But perhaps the most significant sign of transformation was his pursuit of a professional baseball team. The owner of the Los Angeles Dodgers, Frank McCourt, had taken the team into bankruptcy, putting it in play. Cohen insisted that baseball work as a business, and assembled experts to pressure-test the spreadsheets. Dodger Stadium’s parking lots were a particular financial pressure point. The more he investigated, the more excited he became. “I feel like it might really suit my personality and background,” he told a friend, who added, “It might have been that thing that helped him get away from staring at the screens ten hours a day.”

With the pursuit of the Dodgers, it became clear that Cohen, who’d been feared and admired even as he stayed in his trading bunker, was ready to greet his public. “[The Dodgers are not] a philanthropy. It’s a business,” Cohen told an associate. “But it makes people happy, it entertains them, it gives them something to take their minds off their problems.
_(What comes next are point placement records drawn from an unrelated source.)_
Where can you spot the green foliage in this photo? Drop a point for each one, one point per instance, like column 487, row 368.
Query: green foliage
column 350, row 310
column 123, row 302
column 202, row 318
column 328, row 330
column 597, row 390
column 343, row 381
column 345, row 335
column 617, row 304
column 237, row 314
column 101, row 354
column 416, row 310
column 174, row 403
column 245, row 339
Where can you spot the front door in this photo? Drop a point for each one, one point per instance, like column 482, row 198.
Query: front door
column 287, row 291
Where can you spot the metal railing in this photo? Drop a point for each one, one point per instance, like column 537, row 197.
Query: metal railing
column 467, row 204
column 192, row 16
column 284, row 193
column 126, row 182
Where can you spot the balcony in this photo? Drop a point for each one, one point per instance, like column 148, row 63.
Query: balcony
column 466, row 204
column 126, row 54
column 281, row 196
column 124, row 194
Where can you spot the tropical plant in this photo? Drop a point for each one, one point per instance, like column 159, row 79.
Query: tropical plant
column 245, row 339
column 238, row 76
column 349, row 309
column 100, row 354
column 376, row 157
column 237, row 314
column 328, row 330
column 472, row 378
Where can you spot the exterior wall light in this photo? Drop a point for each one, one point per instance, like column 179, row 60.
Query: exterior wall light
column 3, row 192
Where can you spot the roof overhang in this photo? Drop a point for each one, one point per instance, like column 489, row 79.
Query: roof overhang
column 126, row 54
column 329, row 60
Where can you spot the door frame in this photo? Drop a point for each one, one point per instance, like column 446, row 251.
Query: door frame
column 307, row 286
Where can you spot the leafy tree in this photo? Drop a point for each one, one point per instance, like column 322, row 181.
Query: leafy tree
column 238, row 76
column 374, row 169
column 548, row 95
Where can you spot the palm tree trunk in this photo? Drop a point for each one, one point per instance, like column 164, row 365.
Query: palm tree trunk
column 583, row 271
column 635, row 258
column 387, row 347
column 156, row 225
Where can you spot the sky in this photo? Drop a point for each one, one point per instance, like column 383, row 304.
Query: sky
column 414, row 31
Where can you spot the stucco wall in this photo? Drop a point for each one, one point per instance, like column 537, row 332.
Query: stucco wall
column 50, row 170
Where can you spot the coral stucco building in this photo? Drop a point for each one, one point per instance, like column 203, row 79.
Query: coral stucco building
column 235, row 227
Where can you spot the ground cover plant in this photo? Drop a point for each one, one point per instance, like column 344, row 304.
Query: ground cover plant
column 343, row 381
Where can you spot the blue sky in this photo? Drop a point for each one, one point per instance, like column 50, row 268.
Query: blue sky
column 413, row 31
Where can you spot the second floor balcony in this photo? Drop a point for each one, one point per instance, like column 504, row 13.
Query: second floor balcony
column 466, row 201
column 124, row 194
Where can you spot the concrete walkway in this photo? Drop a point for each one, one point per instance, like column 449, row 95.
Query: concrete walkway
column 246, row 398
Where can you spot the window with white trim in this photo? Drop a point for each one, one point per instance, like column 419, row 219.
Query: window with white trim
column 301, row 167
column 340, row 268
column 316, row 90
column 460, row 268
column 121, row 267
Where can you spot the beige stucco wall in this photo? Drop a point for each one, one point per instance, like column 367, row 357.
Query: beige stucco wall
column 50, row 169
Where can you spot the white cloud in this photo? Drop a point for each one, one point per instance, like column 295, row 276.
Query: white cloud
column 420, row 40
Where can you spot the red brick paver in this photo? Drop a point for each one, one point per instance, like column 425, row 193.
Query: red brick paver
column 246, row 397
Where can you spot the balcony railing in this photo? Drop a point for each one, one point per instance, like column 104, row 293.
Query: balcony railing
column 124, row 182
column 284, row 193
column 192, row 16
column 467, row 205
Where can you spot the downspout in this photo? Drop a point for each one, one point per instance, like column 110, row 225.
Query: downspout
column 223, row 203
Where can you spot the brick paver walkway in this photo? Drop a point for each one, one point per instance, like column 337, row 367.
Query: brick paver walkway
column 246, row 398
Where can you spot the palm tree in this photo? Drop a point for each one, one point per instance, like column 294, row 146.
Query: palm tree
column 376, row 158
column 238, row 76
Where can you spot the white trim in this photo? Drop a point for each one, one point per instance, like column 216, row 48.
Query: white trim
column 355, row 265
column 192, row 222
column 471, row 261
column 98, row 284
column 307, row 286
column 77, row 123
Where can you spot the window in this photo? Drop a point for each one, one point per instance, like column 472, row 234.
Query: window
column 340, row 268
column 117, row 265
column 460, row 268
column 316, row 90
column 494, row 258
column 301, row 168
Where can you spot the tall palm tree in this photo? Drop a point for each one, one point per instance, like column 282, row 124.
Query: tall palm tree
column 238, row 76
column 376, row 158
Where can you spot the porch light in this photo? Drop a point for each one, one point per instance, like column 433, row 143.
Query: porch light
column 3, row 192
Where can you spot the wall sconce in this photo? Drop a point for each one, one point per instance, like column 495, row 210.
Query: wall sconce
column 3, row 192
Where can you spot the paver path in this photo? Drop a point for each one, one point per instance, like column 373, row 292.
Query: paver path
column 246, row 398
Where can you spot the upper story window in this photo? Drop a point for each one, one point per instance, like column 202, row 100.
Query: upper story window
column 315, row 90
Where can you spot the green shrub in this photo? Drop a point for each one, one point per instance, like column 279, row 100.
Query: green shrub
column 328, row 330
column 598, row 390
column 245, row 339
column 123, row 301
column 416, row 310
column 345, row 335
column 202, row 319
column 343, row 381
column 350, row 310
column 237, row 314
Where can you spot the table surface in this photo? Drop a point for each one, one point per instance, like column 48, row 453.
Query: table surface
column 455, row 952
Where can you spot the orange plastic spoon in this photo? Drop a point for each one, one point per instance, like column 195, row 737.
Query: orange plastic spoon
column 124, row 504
I want to buy the team and make money, but it’s also good for the people of Los Angeles and baseball fans.” Cohen no longer dreaded the publicity; he was looking forward to it.

In March 2012, Cohen was declared the leading bidder in the press, reportedly in for $1.6 billion. Cohen had already begun imagining how he’d rearrange his life to suit this exciting pursuit. He planned to scale back at SAC. He would open an L.A. office so he could trade, but only part time.

He hired an architecture firm to begin to plan a renovation of the stadium. He lined up a potential team president, Arn Tellem, and a general manager, Tony La Russa.

Then, on March 28, 2012, Cohen was ­outbid. A consortium led by Guggenheim Partners, with Magic Johnson as front man, offered more than $2 billion, which would make it the most expensive purchase of an American sports franchise in history.

Cohen was said to have been “astounded” by the bid. He could have written a bigger check, but that didn’t make business sense. He didn’t want to be seen as a fool. Still, the outcome bothered him. “Steve was really disappointed,” said a friend. “He really wanted it.”

As the Dodgers eluded him, Bharara’s investigation was ­heading into the endgame. At the office, Cohen found he was doing little but damage control, which demanded a whole new skill set. “He used to spend 99 percent of his ten-hour day in front of a screen watching technicals and trading. Over the last two years, it had become half the day, then 10 percent or none,” said a colleague. Before, his office conversation had been about trades and P&L. Now he listened to people’s feelings. He kept his office door open and pulled aside portfolio managers and analysts, probing them about their concerns. He affected an Alfred E. Neuman “What, me worry?” expression. “I sleep like a baby,” he insisted, half-joking. And he tried to assure them that the worst had passed, hoping it was true.

A year later, in March 2013, he agreed to pay the SEC $616 million to settle civil charges, a record-breaking sum that he hoped would put the matter behind the company. The SEC settlement was at that point better than it could have been. The SEC didn’t require that SAC close and convert to a family office, as many had believed it would. So the hedge fund could survive; it would be smaller, but its “viability” was assured, Cohen told the staff. A June 5, 2013, memo was blunt: “We have no plans to become a family office.” As part of the SEC deal, the company didn’t have to admit wrongdoing, and Cohen blithely explained that it wasn’t culpable, even if there were a few bad apples.

Still, on the trading floor, fears persisted. Top employees didn’t know what information to trust and sometimes assumed the worst. In the office of SAC president Tom Conheeney, one portfolio manager got to Cohen. “Everyone is wondering if the firm will make it to end of year. And if they will get paid,” he said. Cohen jumped out of his seat and shouted, “I’m not closing the office! You will get paid! I guarantee it!”